1. ITV Report

Cross-party committee to quiz Environment Agency

Environment Secretary Owen Paterson (centre) on his visit to the Somerset Levels in January. Photo: PA

Members of a cross-party committee of MPs will get a further chance to question the Environment Agency and Environment Secretary this afternoon about the recent flooding, particularly in Somerset. The DEFRA select committee will later produce a report into their respective handling of the crisis.

This may be the last public appearance by the controversial head of the EA, Lord Smith, who's been heavily criticised for his half-hearted support for dredging rivers on the Levels, and an article at the height of the crisis which implied there were choices between "front rooms and farmland" when it came to flood protection.

Lord Smith at a news conference on the Levels in February. Credit: PA

The last time the committee looked at flooding was on January 22, when Paul Leinster from the EA was still reciting the Agency's official line that dredging the rivers Parrett and Tone would have only limited impact. Exactly a week later, on the 29th, the Prime Minister surprised everyone by effectively overruling that advice, and announcing that dredging WOULD take place. It duly started this week.

Mr Leinster is also giving evidence this afternoon - it will interesting to hear what he feels now.Later the Environment Secretary Owen Paterson will also appear - he's likely to be questioned about funds for dredging in future years, and a tidal barrage across the mouth of the Parrett, to stop the silt being pushed back upstream again.

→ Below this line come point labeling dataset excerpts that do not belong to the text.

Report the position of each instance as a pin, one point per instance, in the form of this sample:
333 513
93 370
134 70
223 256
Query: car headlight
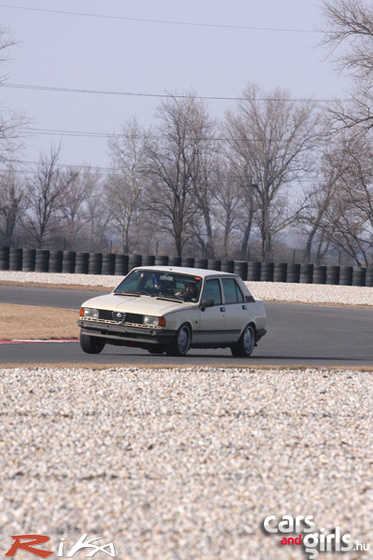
89 312
154 321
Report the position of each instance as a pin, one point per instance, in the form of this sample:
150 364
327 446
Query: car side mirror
207 303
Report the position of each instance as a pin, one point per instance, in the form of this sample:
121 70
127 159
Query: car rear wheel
91 344
245 345
181 343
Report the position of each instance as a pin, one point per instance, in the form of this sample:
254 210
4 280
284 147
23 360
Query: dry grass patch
31 322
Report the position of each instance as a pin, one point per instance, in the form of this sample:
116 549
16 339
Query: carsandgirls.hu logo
31 543
307 535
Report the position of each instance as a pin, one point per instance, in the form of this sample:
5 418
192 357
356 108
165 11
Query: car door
212 319
235 309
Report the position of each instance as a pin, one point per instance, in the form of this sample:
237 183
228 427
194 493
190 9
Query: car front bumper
127 335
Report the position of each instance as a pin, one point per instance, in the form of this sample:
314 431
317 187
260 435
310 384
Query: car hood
144 305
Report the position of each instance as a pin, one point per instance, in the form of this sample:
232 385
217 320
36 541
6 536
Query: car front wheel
91 344
246 343
181 343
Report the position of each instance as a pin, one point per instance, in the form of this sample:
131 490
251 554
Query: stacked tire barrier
42 260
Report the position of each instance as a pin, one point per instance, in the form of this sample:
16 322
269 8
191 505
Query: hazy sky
130 52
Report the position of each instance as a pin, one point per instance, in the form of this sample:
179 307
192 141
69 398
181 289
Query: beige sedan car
172 309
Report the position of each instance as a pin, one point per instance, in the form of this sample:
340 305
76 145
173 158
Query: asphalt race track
298 334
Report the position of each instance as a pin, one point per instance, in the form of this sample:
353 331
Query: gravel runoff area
307 293
185 464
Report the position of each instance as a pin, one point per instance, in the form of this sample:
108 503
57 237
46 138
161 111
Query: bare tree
11 122
229 209
96 232
125 185
43 196
73 211
10 205
273 138
348 38
174 158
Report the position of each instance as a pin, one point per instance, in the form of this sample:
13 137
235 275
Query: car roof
204 273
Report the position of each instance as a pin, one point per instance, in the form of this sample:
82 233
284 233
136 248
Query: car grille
135 318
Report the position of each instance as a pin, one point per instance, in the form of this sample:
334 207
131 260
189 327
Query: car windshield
162 284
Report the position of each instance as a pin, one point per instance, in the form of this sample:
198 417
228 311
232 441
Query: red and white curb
36 341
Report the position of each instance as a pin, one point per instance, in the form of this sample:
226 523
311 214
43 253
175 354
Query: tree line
274 172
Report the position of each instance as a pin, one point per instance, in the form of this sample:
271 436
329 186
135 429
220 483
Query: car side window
212 291
232 292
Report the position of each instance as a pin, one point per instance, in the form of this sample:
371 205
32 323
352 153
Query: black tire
245 345
156 349
91 344
181 343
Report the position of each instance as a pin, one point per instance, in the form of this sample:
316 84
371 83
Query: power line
160 21
160 95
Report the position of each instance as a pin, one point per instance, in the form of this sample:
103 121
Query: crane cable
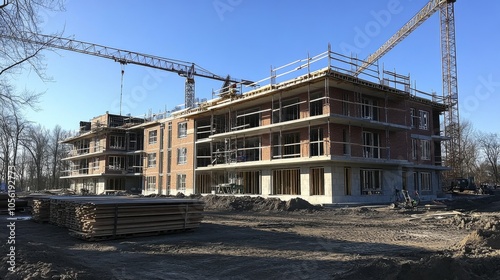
121 87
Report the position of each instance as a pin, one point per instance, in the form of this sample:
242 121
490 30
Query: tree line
479 154
35 151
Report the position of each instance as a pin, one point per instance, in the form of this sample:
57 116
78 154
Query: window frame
181 182
150 183
182 130
425 181
424 120
181 155
151 160
371 181
425 149
153 137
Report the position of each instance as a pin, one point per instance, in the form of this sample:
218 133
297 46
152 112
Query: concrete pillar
328 181
265 179
304 181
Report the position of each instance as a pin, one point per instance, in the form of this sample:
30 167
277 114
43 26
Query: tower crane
449 70
185 69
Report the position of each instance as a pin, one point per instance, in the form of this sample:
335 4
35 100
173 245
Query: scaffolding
345 117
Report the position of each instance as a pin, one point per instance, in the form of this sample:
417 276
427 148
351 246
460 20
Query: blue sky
245 38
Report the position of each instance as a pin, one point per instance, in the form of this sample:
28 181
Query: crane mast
182 68
450 89
449 71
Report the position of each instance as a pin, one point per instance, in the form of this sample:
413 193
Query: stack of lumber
40 209
104 217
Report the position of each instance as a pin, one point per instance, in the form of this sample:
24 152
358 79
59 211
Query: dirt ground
254 238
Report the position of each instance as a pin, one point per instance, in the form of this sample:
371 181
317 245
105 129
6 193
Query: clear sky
245 38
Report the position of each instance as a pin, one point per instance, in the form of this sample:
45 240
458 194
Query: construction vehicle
462 184
184 69
402 199
449 71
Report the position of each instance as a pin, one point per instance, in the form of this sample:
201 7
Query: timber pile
40 209
95 218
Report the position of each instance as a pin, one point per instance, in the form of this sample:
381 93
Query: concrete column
265 182
328 181
304 181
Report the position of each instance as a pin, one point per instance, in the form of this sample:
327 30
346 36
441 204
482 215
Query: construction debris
109 217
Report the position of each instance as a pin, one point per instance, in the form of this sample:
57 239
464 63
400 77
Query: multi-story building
326 136
107 155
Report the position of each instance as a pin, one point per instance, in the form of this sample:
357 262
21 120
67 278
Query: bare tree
36 143
20 19
12 125
57 152
490 146
469 161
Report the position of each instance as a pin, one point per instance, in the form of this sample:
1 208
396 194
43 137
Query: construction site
330 168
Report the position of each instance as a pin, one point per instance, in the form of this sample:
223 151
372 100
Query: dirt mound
247 203
475 222
479 241
436 267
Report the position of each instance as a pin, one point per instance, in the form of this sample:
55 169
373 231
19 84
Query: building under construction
326 136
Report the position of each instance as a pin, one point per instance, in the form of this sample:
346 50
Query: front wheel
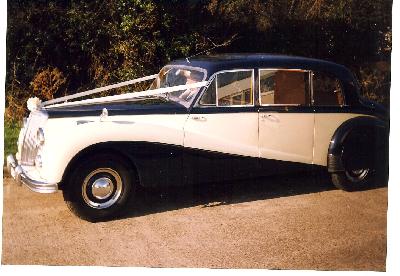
99 187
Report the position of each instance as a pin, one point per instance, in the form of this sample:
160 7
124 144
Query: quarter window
284 87
327 90
232 88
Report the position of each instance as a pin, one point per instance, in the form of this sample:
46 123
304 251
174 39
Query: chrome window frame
341 88
215 76
311 89
283 69
188 67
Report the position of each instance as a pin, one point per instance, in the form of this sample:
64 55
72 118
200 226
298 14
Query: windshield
171 76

Paul Leinster from the Environment Agency with London's mayor Boris Johnson. Credit: PA

The winter crisis on the Levels rattled the government and only when the Prime Minister took personal charge did bigger pumps arrive, along with "money no object" financial support, and the commitment to dredge. Farmers and residents want to ensure - as does the DEFRA select committee - that that momentum is not lost.